トランプ米政権が安全保障政策の指針を示す「国家防衛戦略(NDS)」を発表した。対中抑止をインド太平洋での最大の戦略課題とし、全同盟国に防衛費を対国内総生産(GDP)比5%まで引き上げるよう要求している。日本には米国との同盟における役割を拡大する政策が求められる。
GDP比5%を要求
NDSは重点として①本土防衛と西半球の安定確保②インド太平洋での対中抑止③同盟国の負担分担拡大④防衛産業基盤の強化――の4点を列挙。本土防衛では従来の防衛網の強化に加え、無人機など新たな脅威への対応や、次世代ミサイル防衛構想「ゴールデンドーム」の推進を掲げた。
中国については「米国や同盟国を支配できないようにする」と説明。インド太平洋で九州・沖縄から台湾、フィリピンに至る「第1列島線」に沿った「強固な防衛を構築する」指針を打ち出した。台湾には言及しなかったが、指針は中国の台湾侵攻を抑止するものだと言えよう。

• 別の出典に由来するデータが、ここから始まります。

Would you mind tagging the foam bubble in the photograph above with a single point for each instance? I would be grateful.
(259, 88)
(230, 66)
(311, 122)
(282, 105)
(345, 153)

対中抑止を進める上で、NDSは「同盟国、友好諸国の貢献は極めて大切だ」と強調。同盟国の防衛費に関し、北大西洋条約機構(NATO)が昨年6月、2035年までの目標として合意した防衛費3・5%、安保関連のインフラ整備1・5%の計5%を「新たな国際標準」と指摘し、この達成を要求した。
たとえ米国が同盟国であっても、防衛費の規模は他国に言われて決めるものではない。ただ、米国の要求の背景には「防衛を米国任せにしてきた」との同盟国への強い不満がある。

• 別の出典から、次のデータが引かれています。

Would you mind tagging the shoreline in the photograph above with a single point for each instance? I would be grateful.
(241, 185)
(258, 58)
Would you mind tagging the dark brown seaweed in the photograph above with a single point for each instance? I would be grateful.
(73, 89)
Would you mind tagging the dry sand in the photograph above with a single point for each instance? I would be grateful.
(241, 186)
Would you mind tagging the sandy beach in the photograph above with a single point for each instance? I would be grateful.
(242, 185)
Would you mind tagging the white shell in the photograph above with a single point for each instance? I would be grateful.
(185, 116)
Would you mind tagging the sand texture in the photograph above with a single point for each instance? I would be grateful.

トランプ大統領は「われわれは日本を守らなければならないが、日本はわれわれを守らない」と繰り返し強調している。日米同盟の「片務性」を指摘したものだ。日本は米軍に基地を提供し、高額な駐留経費(思いやり予算)を負担している。「片務的」という批判は必ずしも的を射ているとは言えないが、トランプ氏だけでなく米政府内にこうした不満があるとすれば、その解消に努める必要がある。

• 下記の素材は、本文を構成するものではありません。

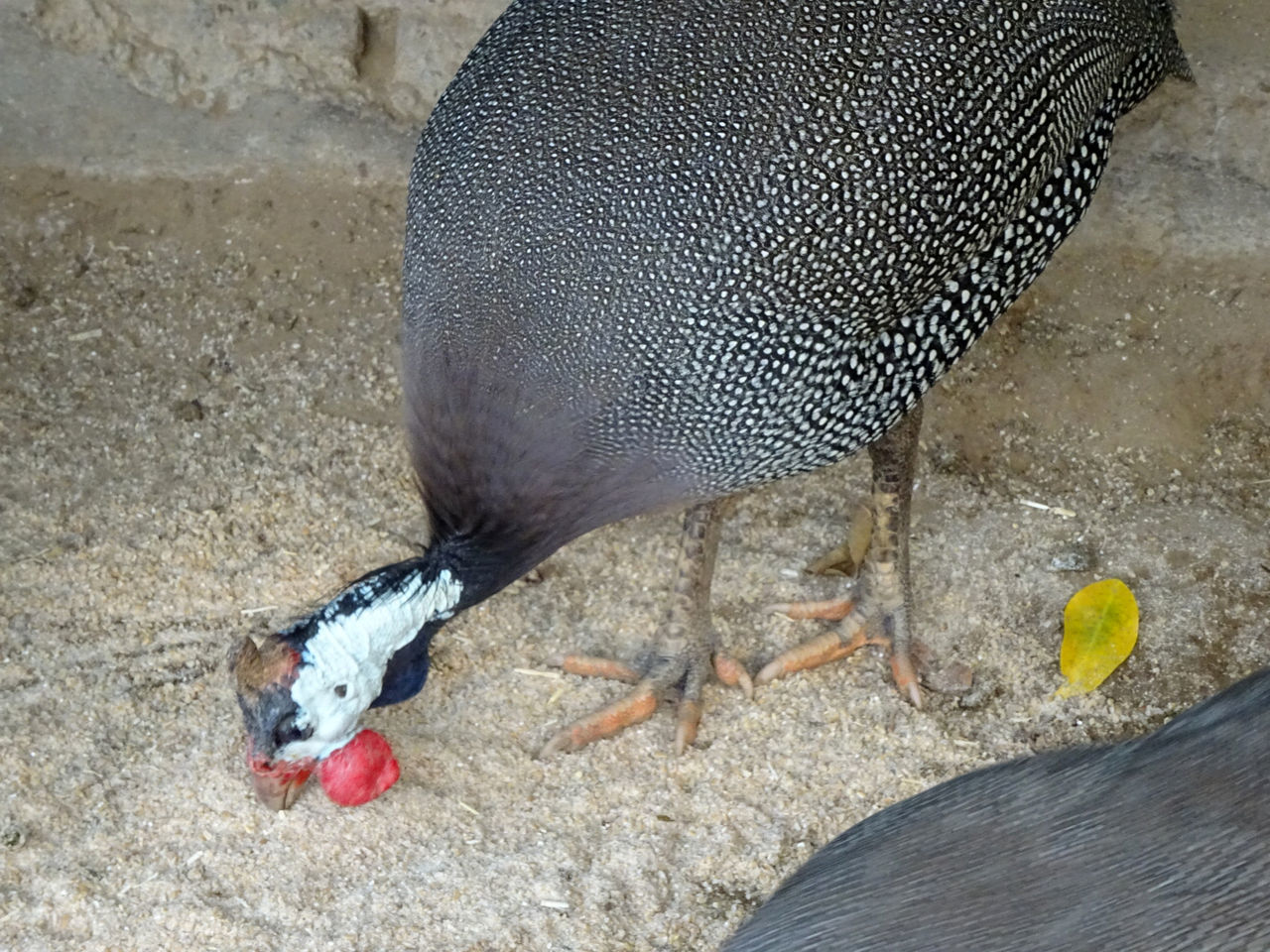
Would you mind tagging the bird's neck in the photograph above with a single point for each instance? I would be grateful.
(345, 645)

同盟の信頼性は双方の努力によって維持、向上する。日米同盟は日本の外交・安保の基軸であり、中国の脅威が高まる中、同盟における日本の役割拡大が求められる。
立憲民主党と公明党が結成した中道改革連合は衆院選の公約で、集団的自衛権行使を限定容認した安保関連法について「存立危機事態における自国防衛のための自衛権行使は合憲」としている。立民はもともと同法について「違憲部分の廃止」を唱えていた。公明との合流で「合憲」に転換したが、与党時代に自民党との協議で過剰な制約を課した公明と共に、集団的自衛権行使に極めて消極的だと言わざるを得ない。
改憲の必要性訴えよ
与党の参院での議席数は憲法改正原案発議に必要な数には程遠く、衆院選でも議席をどれだけ獲得できるか分からない。しかし日米同盟を強化して日本と地域の平和を守る上で、憲法9条改正と集団的自衛権行使の全面容認の重要性は増している。高市早苗首相は選挙戦で改憲の必要性を訴えるべきだ。